Patients with cancer are four to seven times more likely than those without cancer to develop VTE. Because cancer causes bleeding complications, the risk for VTE recurrence while on anticoagulant treatment is especially high among patients with malignancies.

Maria Cristina Vedovati, MD, of the stroke unit in the department of internal and cardiovascular medicine at the University of Perugia, and colleagues performed a meta-analysis to compare the safety and efficacy of new direct anti-Xa and anti-IIa oral anticoagulants vs. standard treatment — low–molecular-weight heparin followed by vitamin K antagonists — in patients with VTE and cancer.

The researchers used the Medline, Embase and Central databases to search for randomized controlled trials that assessed the use of direct oral anticoagulants in patients with VTE and cancer.

They included six studies in their meta-analysis. All studies were either phase 2 or phase 3 randomized controlled trials that compared direct oral anticoagulants with vitamin K antagonists in patients with VTE. VTE recurrence and bleeding events were assessed in both groups, and patients with active cancer were included in all studies.
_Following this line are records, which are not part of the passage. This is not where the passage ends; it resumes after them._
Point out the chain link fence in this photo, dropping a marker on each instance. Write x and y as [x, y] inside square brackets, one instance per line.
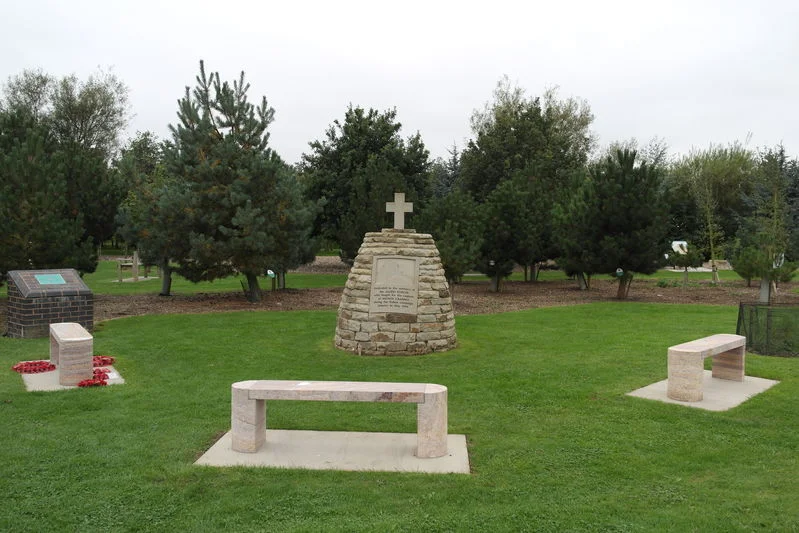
[770, 329]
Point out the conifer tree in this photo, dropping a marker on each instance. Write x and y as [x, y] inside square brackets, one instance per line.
[237, 197]
[38, 229]
[356, 170]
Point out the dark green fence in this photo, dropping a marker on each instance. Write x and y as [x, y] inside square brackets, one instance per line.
[770, 329]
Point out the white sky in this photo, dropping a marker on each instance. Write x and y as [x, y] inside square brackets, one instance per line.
[689, 72]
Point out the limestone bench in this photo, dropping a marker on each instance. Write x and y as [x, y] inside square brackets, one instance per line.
[686, 364]
[71, 349]
[248, 421]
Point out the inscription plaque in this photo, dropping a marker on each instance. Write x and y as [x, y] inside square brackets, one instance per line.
[50, 279]
[395, 285]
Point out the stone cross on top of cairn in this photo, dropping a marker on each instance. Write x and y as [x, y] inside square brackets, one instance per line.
[399, 207]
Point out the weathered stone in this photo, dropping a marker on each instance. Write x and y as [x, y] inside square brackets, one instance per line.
[387, 328]
[398, 318]
[429, 336]
[404, 337]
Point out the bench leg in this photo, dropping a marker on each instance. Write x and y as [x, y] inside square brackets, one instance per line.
[248, 422]
[431, 425]
[685, 377]
[730, 365]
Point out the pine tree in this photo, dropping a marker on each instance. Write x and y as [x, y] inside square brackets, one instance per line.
[220, 149]
[356, 170]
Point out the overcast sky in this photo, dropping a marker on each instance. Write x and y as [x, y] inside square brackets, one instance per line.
[691, 73]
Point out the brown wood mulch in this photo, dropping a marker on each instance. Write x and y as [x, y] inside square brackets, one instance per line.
[469, 297]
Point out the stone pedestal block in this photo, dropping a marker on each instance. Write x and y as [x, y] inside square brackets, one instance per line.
[71, 350]
[686, 364]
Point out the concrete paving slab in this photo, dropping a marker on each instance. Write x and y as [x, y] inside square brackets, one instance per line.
[341, 450]
[718, 394]
[48, 381]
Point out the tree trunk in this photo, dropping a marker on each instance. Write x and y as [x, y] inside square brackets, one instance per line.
[253, 289]
[624, 286]
[715, 270]
[581, 281]
[166, 278]
[768, 289]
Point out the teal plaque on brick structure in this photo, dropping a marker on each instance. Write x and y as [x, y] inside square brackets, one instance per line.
[50, 279]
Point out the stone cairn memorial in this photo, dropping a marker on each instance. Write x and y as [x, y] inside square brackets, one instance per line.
[396, 300]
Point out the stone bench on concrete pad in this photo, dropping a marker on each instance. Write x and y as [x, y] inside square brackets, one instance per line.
[686, 364]
[71, 350]
[248, 409]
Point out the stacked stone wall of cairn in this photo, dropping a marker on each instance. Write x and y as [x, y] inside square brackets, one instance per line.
[431, 329]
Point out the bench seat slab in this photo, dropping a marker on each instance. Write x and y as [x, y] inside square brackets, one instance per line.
[248, 407]
[686, 364]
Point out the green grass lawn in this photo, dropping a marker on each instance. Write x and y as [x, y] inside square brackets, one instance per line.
[554, 443]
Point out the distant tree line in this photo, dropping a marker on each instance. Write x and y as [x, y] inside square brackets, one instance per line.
[530, 188]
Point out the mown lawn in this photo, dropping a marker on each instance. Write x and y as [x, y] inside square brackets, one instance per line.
[554, 443]
[105, 281]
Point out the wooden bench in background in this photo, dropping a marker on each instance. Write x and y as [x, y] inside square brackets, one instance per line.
[248, 420]
[71, 350]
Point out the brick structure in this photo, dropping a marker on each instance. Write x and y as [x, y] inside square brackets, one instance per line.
[38, 298]
[396, 300]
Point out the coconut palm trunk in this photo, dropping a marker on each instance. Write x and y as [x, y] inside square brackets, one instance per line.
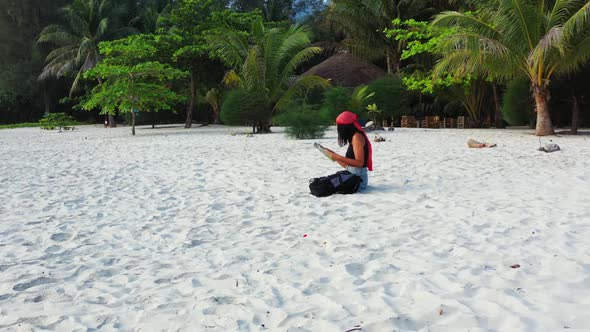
[191, 105]
[497, 110]
[544, 126]
[575, 114]
[133, 122]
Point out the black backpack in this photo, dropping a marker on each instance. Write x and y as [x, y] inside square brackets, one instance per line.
[342, 182]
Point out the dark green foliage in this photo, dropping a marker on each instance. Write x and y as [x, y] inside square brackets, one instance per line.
[302, 122]
[242, 107]
[57, 120]
[336, 100]
[390, 96]
[517, 104]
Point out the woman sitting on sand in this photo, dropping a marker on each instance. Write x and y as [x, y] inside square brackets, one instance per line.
[358, 159]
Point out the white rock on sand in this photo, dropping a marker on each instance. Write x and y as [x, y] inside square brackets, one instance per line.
[199, 230]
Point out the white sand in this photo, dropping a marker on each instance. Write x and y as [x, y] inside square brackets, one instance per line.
[198, 230]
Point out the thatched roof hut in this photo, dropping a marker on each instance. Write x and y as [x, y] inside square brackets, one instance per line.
[344, 69]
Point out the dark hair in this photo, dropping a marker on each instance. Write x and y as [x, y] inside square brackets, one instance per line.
[345, 133]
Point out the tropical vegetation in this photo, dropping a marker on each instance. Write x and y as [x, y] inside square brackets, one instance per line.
[245, 62]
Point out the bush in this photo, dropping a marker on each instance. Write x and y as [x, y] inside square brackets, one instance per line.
[389, 96]
[336, 100]
[302, 122]
[517, 103]
[57, 120]
[242, 107]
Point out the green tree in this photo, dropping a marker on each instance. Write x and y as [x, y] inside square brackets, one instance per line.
[88, 23]
[507, 39]
[130, 84]
[263, 63]
[192, 21]
[363, 23]
[423, 47]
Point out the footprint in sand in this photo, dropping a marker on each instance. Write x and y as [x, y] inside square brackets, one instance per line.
[35, 282]
[60, 237]
[355, 269]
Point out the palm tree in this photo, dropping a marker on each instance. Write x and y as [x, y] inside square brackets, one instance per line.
[88, 23]
[264, 63]
[508, 39]
[363, 23]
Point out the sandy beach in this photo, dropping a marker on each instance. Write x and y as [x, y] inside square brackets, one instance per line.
[202, 230]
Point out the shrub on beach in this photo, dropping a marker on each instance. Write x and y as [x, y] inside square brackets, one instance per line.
[390, 96]
[517, 103]
[335, 101]
[57, 120]
[302, 122]
[242, 107]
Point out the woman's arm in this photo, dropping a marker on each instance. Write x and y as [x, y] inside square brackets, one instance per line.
[358, 145]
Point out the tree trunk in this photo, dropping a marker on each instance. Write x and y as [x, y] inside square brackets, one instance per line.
[498, 114]
[544, 126]
[47, 101]
[112, 122]
[133, 122]
[389, 71]
[263, 127]
[575, 114]
[191, 106]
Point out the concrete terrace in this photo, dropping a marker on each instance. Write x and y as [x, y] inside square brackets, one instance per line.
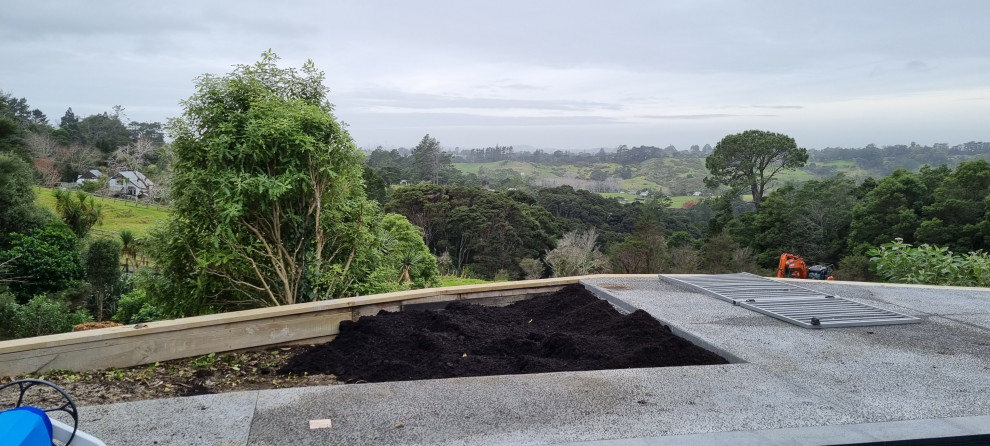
[787, 385]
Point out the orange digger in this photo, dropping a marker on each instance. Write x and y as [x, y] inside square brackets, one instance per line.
[793, 266]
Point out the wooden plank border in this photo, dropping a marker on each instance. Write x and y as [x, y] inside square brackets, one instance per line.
[310, 322]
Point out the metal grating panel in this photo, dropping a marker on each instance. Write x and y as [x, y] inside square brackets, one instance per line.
[789, 302]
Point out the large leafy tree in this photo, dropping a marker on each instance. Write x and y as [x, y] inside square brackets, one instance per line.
[430, 162]
[893, 208]
[268, 207]
[43, 260]
[811, 220]
[18, 212]
[482, 231]
[955, 217]
[751, 159]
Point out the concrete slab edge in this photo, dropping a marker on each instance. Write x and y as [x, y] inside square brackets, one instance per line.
[819, 435]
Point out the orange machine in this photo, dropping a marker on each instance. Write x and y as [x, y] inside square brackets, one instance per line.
[793, 266]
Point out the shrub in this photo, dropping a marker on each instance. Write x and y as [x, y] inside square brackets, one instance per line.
[8, 313]
[46, 315]
[135, 308]
[532, 268]
[928, 264]
[575, 255]
[102, 261]
[854, 267]
[45, 260]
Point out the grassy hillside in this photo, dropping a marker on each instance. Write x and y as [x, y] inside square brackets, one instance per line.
[676, 177]
[117, 214]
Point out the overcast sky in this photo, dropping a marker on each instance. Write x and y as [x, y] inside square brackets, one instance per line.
[550, 74]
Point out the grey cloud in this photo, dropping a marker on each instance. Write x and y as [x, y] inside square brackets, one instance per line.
[441, 120]
[779, 107]
[700, 116]
[421, 101]
[916, 65]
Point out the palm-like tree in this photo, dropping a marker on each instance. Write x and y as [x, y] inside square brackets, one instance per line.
[128, 247]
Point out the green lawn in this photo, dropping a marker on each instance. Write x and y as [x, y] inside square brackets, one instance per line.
[117, 214]
[446, 281]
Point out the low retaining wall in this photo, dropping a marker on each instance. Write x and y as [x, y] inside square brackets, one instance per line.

The six studies — which encompassed a combined 1,132 patients — included two with dabigatran (Pradaxa, Boehringer Ingelheim), two with rivaroxaban (Xarelto, Janssen), one with edoxaban (Savaysa, Daiichi Sankyo) and one with apixaban (Eliquis, Bristol-Myers Squibb).
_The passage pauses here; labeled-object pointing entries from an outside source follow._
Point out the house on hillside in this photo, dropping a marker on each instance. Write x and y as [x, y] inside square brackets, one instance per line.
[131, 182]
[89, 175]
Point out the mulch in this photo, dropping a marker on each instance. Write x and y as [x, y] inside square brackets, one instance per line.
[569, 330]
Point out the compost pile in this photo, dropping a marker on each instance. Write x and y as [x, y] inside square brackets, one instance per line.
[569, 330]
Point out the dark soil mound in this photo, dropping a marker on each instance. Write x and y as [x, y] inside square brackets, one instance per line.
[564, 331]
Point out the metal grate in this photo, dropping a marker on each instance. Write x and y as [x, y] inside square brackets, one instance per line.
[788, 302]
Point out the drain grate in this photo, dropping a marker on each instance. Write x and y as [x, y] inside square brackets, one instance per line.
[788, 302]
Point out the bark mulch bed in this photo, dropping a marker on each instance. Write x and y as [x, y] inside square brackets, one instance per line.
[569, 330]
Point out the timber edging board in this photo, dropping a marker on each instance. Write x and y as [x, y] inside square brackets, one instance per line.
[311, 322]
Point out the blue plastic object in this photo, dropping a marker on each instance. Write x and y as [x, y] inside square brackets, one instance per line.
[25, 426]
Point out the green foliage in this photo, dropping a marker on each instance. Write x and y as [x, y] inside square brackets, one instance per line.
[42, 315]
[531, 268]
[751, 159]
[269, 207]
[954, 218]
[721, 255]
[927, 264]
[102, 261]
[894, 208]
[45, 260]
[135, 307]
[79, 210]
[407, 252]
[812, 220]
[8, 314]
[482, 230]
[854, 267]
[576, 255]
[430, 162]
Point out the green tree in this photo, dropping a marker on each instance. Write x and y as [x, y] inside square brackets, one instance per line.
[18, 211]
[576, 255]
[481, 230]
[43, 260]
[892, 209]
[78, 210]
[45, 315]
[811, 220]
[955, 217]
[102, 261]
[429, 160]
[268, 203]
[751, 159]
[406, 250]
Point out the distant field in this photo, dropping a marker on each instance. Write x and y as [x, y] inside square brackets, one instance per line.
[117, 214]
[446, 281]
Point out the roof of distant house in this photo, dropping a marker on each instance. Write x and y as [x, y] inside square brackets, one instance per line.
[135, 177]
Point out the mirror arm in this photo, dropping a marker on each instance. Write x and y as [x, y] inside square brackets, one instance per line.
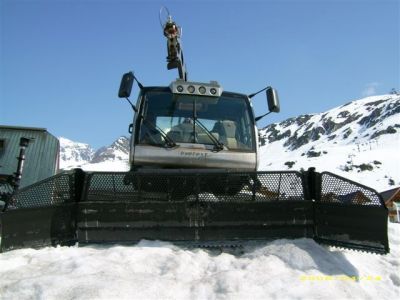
[133, 106]
[256, 93]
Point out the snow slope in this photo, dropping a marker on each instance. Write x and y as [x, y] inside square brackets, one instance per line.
[108, 158]
[282, 269]
[74, 154]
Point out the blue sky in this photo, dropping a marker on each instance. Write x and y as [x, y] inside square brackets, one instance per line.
[61, 61]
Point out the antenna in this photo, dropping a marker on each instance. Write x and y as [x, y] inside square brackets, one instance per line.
[173, 32]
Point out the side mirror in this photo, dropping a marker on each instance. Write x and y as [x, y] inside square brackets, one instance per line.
[126, 85]
[273, 100]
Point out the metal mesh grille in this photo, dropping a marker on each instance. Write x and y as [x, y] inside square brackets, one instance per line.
[52, 191]
[336, 189]
[261, 186]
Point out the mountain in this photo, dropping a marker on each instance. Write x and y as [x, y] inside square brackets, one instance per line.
[358, 140]
[73, 154]
[110, 158]
[119, 150]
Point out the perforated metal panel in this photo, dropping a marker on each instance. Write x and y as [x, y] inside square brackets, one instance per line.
[193, 205]
[211, 187]
[55, 190]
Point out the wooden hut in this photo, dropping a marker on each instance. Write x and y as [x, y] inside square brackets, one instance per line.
[42, 154]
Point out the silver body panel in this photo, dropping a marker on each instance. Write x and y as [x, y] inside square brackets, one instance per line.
[193, 156]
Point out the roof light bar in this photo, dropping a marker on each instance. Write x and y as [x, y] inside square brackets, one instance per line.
[212, 89]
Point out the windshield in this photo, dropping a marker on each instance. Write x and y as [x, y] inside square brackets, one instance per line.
[226, 118]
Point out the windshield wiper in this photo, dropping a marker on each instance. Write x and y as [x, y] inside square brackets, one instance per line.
[218, 146]
[170, 143]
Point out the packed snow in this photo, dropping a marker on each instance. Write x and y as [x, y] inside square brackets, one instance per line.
[281, 269]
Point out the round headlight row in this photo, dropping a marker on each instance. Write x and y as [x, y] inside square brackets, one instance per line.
[191, 89]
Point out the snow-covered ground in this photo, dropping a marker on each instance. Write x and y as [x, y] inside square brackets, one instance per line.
[282, 269]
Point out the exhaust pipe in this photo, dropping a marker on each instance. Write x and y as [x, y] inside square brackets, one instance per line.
[14, 181]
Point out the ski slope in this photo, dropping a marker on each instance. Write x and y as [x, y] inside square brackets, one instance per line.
[281, 269]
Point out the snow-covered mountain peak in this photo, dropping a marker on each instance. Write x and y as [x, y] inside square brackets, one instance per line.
[73, 154]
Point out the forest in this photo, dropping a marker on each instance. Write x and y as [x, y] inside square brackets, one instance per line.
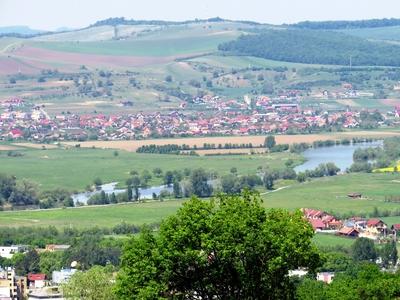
[314, 47]
[330, 25]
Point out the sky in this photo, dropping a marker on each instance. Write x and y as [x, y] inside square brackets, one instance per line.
[53, 14]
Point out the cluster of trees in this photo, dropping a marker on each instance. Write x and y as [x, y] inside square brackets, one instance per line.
[370, 120]
[17, 193]
[232, 184]
[229, 248]
[314, 47]
[88, 247]
[357, 275]
[185, 183]
[328, 169]
[365, 160]
[177, 149]
[333, 25]
[165, 149]
[123, 21]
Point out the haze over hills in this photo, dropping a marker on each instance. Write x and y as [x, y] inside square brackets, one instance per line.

Results showed patients with cancer were less likely to experience VTE recurrence when treated with direct oral anticoagulants than with conventional treatment (3.9% vs. 6%; OR = 0.63; 95% CI, 0.37-1.1). Major bleeding also was lower among those treated with direct oral anticoagulants (3.2% vs. 4.2%; OR = 0.77; 95% CI, 0.41-1.44).
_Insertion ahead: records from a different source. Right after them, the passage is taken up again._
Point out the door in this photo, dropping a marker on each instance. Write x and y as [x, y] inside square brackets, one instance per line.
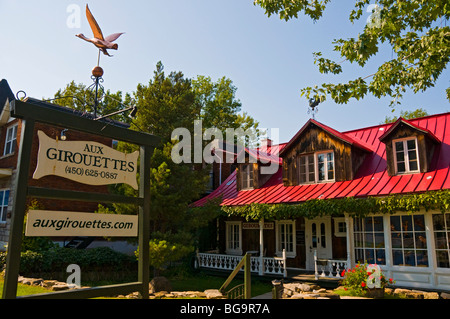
[318, 238]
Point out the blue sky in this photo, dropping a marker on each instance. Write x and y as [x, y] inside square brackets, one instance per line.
[267, 59]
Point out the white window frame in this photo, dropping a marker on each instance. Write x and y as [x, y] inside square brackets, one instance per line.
[337, 221]
[316, 168]
[406, 155]
[280, 240]
[3, 205]
[230, 232]
[307, 171]
[246, 182]
[10, 140]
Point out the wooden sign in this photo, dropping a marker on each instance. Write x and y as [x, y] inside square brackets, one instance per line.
[85, 162]
[62, 223]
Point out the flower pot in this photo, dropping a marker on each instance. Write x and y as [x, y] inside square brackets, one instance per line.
[375, 293]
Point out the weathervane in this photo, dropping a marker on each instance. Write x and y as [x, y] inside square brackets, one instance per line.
[313, 102]
[103, 44]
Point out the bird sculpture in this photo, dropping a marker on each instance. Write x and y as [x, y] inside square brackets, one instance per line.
[102, 43]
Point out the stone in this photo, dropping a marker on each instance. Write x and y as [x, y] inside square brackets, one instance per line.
[158, 284]
[445, 295]
[49, 283]
[430, 295]
[213, 294]
[60, 286]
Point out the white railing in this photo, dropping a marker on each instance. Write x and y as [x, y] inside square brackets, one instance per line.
[330, 268]
[271, 265]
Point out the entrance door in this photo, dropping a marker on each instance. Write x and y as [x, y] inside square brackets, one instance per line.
[318, 237]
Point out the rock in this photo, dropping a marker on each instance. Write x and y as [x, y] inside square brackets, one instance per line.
[430, 295]
[159, 284]
[213, 294]
[31, 281]
[60, 286]
[49, 283]
[445, 295]
[318, 291]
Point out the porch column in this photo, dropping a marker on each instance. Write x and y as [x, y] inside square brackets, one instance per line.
[349, 240]
[261, 246]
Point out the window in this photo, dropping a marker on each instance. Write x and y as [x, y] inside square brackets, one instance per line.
[325, 166]
[340, 227]
[285, 237]
[307, 174]
[4, 198]
[406, 156]
[369, 240]
[441, 226]
[318, 167]
[409, 241]
[233, 238]
[10, 141]
[247, 176]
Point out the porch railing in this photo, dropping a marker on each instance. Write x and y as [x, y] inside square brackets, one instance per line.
[329, 268]
[271, 265]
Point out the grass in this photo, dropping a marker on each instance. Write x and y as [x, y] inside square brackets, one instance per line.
[186, 282]
[24, 290]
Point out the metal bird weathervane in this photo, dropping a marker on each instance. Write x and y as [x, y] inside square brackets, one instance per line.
[103, 44]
Although the meta-analysis included studies of different direct oral anticoagulants, it was not constructed to show differences among those agents. Yet, when analyzing the outcomes of recurrent VTE or clinically relevant bleeding, there was no indication of heterogeneity, suggesting that efficacy and safety were similar and consistent regardless of the agent used.

The researchers acknowledged several limitations of their study, including the fact they could not adjust for time in therapeutic range, type of VTE, and the type and stage of malignancy. Also, because some of the studies in the meta-analysis did not include patients with cancer for whom treatment with low–molecular-weight heparin was considered more appropriate, it remains unclear whether the patients with cancer included in the meta-analysis are representative of the overall population of patients with cancer.

“[Still], direct oral anticoagulants seem to be as effective and safe as conventional treatment for the prevention of VTE in patients with cancer,” Vedovati and colleagues wrote. “Further clinical trials in patients with cancer-associated VTE should be performed to confirm these results.” – by Anthony SanFilippo

Disclosure: The researchers report personal fees from Bayer, Boehringer Ingelheim, Bristol-Myers Squibb, Daiichi-Sankyo and Sanofi, as well as speaking fees from Bayer and Boehringer Ingelheim.